Perineuronal Nets (PNNs) are extracellular matrix (ECM) structures that envelop neurons and regulate synaptic functions. Long thought to be stable structures, PNNs have been recently shown to respond dynamically during learning, potentially regulating the formation of new synapses. We postulated that PNNs vary during sleep, a period of active synaptic modification. Notably, PNN components are cleaved by matrix proteases such as the protease cathepsin-S. This protease is diurnally expressed in the mouse cortex, coinciding with dendritic spine density rhythms. Thus, cathepsin-S may contribute to PNN remodeling during sleep, mediating synaptic reorganization. These studies were designed to test the hypothesis that PNN numbers vary in a diurnal manner in the rodent and human brain, as well as in a circadian manner in the rodent brain, and that these rhythms are disrupted by sleep deprivation. In mice, we observed diurnal and circadian rhythms of PNNs labeled with the lectin wisteria floribunda agglutinin (WFA+PNNs) in several brain regions involved in emotional memory processing. Sleep deprivation prevented the daytime decrease of WFA+ PNNs and enhances fear memory extinction. Diurnal rhythms of cathepsin-S expression in microglia were observed in the same brain regions, opposite to PNN rhythms. Finally, incubation of mouse sections with cathepsin-S eliminated PNN labeling. In humans, WFA+PNNs showed a diurnal rhythm in the amygdala and thalamic reticular nucleus (TRN). Our results demonstrate that PNNs vary in a circadian manner and this is disrupted by sleep deprivation. We suggest that rhythmic modification of PNNs may contribute to memory consolidation during sleep.

Significance Statement

The mechanisms underlying memory consolidation are not completely understood. Perineuronal nets are extracellular matrix structures enveloping subsets of neurons and are involved in regulating synaptic plasticity.

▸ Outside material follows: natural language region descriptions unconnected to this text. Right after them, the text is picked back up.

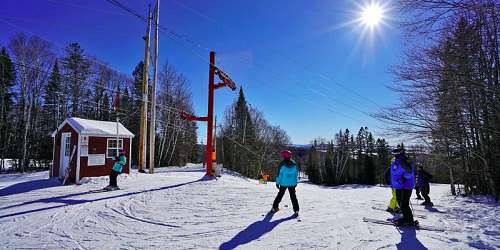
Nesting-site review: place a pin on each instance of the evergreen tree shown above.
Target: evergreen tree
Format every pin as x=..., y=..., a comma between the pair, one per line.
x=77, y=68
x=135, y=108
x=106, y=112
x=53, y=99
x=7, y=81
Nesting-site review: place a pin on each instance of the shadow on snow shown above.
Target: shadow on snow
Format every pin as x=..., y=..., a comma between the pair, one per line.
x=64, y=199
x=27, y=186
x=409, y=239
x=253, y=232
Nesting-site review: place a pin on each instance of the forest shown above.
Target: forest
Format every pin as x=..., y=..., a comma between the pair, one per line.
x=40, y=88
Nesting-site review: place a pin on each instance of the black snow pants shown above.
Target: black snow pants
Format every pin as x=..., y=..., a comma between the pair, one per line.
x=417, y=191
x=112, y=178
x=425, y=192
x=403, y=196
x=293, y=197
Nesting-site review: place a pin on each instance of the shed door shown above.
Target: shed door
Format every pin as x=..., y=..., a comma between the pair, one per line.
x=65, y=153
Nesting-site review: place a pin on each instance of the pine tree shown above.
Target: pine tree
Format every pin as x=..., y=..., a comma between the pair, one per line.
x=77, y=68
x=7, y=81
x=53, y=99
x=106, y=112
x=135, y=107
x=245, y=135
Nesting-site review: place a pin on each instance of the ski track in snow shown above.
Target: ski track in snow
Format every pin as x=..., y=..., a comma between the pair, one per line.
x=177, y=209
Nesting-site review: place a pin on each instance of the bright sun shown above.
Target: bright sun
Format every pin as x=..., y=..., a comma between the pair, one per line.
x=372, y=15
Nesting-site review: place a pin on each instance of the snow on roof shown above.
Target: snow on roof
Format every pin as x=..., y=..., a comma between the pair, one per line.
x=95, y=128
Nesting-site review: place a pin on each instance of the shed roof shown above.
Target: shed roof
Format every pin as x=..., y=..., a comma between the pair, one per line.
x=95, y=128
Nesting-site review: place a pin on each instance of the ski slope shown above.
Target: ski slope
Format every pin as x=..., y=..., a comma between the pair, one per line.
x=178, y=209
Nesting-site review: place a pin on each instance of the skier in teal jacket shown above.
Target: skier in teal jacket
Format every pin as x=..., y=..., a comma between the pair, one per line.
x=287, y=178
x=117, y=169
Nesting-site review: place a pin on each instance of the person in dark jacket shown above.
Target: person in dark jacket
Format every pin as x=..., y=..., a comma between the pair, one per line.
x=117, y=169
x=403, y=180
x=287, y=178
x=423, y=180
x=393, y=203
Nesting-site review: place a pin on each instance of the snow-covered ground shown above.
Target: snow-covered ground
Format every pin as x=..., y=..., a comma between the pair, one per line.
x=178, y=209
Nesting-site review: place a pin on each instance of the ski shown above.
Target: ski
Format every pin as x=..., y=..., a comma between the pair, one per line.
x=419, y=227
x=102, y=190
x=414, y=215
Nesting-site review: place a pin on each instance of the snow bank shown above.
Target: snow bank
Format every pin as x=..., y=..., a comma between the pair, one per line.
x=177, y=208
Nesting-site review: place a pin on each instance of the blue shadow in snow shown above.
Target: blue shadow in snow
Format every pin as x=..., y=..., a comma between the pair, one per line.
x=64, y=199
x=27, y=186
x=433, y=209
x=253, y=232
x=409, y=239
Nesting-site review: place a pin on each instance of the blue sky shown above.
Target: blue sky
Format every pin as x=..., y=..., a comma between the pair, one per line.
x=304, y=64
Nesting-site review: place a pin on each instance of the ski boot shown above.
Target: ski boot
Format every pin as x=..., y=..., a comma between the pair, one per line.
x=397, y=210
x=427, y=203
x=405, y=223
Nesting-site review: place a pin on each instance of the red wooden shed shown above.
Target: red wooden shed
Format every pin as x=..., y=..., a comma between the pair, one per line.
x=85, y=147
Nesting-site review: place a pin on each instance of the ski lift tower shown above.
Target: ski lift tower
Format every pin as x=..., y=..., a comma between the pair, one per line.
x=225, y=82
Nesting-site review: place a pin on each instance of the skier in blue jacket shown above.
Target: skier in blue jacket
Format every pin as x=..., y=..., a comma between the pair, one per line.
x=287, y=178
x=403, y=180
x=120, y=162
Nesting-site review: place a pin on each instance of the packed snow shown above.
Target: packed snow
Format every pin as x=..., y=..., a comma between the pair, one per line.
x=177, y=208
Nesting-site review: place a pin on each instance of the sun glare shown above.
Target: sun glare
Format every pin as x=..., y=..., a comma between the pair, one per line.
x=372, y=15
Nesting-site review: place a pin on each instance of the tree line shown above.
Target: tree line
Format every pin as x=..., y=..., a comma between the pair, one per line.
x=449, y=84
x=39, y=89
x=347, y=159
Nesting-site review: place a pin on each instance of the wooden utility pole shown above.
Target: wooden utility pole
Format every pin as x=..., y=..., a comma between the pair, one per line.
x=210, y=117
x=144, y=108
x=152, y=127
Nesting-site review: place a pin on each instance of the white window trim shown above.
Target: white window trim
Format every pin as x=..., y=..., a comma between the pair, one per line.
x=107, y=146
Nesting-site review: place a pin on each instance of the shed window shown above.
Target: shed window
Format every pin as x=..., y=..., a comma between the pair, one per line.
x=67, y=146
x=112, y=147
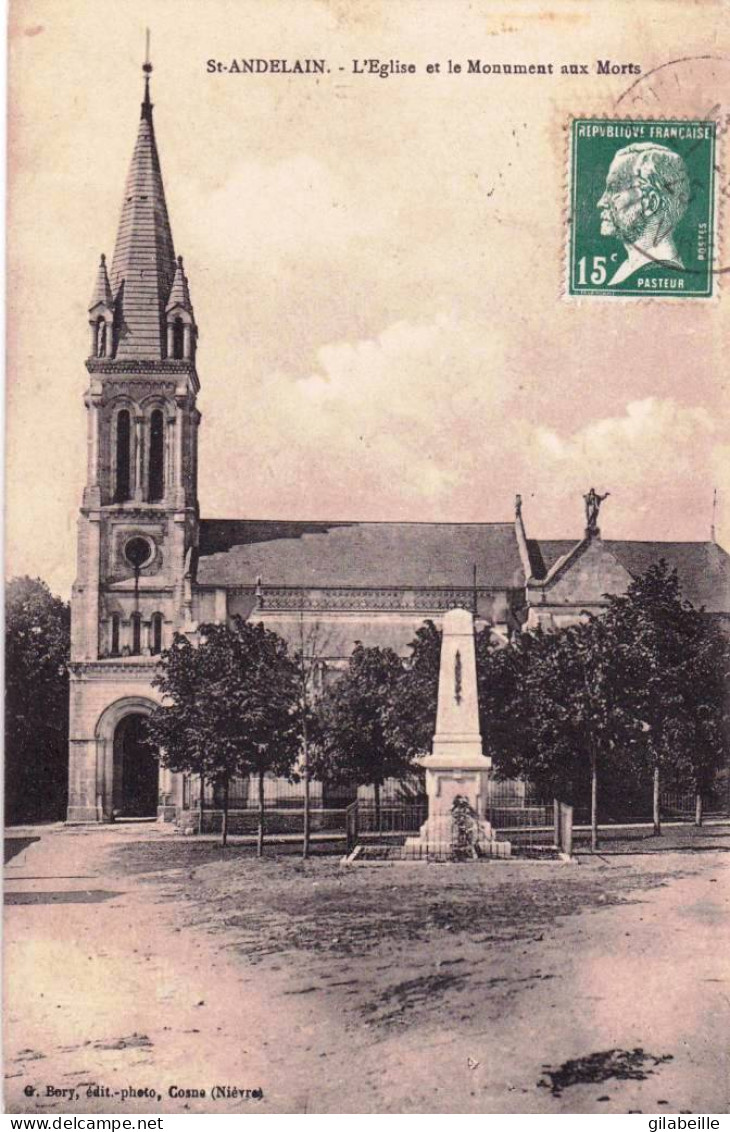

Recent studies indicate that perineuronal nets are modified during learning to allow for formation of new synapses. During sleep, synapses are proposed to undergo modification as memory consolidation processes occur. Furthermore, microglia are involved in synaptic regulation and produce several proteases that cleave perineuronal net components. We demonstrate that perineuronal nets are modified in a circadian manner and coincide with expression rhythms of the protease cathepsin-S. These rhythms may contribute to altered synaptic plasticity reported during sleep, suggesting a key process through which proteases modify PNNs to allow for to memory consolidation.